Okay, so today I wanted to figure out how to actually use those MLB Fanduel optimizers without getting totally lost. Y’all know me – I jump into stuff headfirst and figure it out by doing.
Why I Even Bothered
Last week got wrecked by injuries and pitching changes. Like, my lineup completely fell apart 10 minutes before lock. Felt like throwing tickets into a blender. Figured an optimizer might help stop that garbage.
First Attempt – Total Fail
Downloaded one big-name optimizer thing. Screen looked like NASA controls. Just clicked buttons randomly like:
“Projections? Value? Exposure? Stacking?”
Got this mess of players priced $1,200-$1,500. Thought it broke. Turns out I forgot to set salary cap. Rookie move.
What Actually Worked
Changed my approach:
- First plugged in pitchers I actually liked manually – ones with good strikeout chances against weak teams.
- Checked those Vegas money lines like my buddy Tom mentioned. Added teams likely to score big.
- Told the optimizer to avoid anyone facing lefties if they sucked against lefties.
- Made it generate 50 different lineups quick instead of just one.

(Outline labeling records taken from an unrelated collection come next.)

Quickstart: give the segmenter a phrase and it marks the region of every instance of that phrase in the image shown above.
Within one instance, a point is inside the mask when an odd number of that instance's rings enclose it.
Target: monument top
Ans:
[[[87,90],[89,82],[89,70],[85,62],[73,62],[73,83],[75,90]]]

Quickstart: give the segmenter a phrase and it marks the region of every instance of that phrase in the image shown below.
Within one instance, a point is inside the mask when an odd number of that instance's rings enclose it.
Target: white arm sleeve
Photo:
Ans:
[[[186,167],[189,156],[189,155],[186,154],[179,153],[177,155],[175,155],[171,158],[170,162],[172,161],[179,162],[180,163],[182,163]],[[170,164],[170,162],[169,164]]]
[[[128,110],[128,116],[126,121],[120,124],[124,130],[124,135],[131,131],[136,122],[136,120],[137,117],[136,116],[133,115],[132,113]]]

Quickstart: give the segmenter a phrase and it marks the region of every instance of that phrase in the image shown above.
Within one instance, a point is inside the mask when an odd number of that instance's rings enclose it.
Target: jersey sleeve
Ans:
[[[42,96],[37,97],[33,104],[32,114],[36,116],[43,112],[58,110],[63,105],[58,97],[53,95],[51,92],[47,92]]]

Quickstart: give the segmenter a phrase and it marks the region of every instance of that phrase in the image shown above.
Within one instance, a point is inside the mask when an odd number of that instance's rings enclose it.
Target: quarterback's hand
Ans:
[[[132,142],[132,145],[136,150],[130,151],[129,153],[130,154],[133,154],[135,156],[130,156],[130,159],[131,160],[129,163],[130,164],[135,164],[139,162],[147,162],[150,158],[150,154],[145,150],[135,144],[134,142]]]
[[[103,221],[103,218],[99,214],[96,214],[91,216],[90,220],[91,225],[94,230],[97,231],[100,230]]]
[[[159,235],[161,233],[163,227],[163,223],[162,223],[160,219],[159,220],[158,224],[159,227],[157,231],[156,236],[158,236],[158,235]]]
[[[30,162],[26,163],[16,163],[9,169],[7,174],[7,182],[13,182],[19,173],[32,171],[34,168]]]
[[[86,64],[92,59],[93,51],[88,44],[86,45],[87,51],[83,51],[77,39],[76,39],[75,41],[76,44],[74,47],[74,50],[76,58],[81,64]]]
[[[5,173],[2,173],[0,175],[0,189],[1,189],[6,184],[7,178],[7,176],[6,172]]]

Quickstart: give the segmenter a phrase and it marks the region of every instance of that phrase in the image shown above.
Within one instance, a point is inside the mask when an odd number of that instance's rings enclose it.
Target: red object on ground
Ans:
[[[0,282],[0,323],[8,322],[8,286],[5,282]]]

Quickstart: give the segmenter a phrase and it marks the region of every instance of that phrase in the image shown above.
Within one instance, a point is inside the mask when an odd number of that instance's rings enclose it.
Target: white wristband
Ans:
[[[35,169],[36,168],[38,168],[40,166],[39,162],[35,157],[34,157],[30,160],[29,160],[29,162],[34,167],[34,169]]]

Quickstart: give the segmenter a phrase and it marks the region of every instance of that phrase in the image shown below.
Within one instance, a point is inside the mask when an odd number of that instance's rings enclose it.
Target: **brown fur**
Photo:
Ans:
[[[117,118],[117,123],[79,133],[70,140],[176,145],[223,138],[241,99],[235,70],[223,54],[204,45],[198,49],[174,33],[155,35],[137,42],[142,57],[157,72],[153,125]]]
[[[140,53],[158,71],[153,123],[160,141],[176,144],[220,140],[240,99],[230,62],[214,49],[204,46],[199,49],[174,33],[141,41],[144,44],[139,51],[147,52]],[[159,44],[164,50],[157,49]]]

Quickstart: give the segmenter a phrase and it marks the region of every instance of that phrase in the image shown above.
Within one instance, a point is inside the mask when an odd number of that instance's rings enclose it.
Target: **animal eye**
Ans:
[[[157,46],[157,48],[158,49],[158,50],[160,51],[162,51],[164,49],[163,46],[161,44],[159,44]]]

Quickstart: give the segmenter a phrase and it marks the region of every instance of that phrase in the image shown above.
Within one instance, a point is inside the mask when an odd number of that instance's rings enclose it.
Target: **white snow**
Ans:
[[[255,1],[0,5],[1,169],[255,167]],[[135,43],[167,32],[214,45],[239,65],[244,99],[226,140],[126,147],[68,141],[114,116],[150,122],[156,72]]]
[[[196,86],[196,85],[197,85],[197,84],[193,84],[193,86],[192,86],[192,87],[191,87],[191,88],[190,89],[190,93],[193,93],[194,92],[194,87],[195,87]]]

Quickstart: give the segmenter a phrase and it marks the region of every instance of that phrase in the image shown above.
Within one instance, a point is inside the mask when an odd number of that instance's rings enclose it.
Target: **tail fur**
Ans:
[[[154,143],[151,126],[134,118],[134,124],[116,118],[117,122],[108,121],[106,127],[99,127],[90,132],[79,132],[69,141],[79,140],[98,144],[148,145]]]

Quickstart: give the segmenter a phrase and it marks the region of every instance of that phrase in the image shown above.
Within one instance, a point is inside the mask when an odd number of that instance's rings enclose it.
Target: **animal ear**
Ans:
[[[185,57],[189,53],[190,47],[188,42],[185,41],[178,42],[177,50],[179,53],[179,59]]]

Found out the sneaky trick: let the optimizer handle cheap batters while you control star players. Didn’t realize that before.
Real Results
Got this Marlins catcher nobody picks for $2,000 – dude hit a homer. Padres utility player at min salary scored twice. My pitcher got 8 strikeouts. Final lineup hit 189 points – way better than my usual 120-ish crap.
Huge lesson? Optimizers ain’t magic. Garbage in, garbage out. You still gotta know baseball and make smart choices before hitting that optimize button. Saved me from last-minute scrambling too.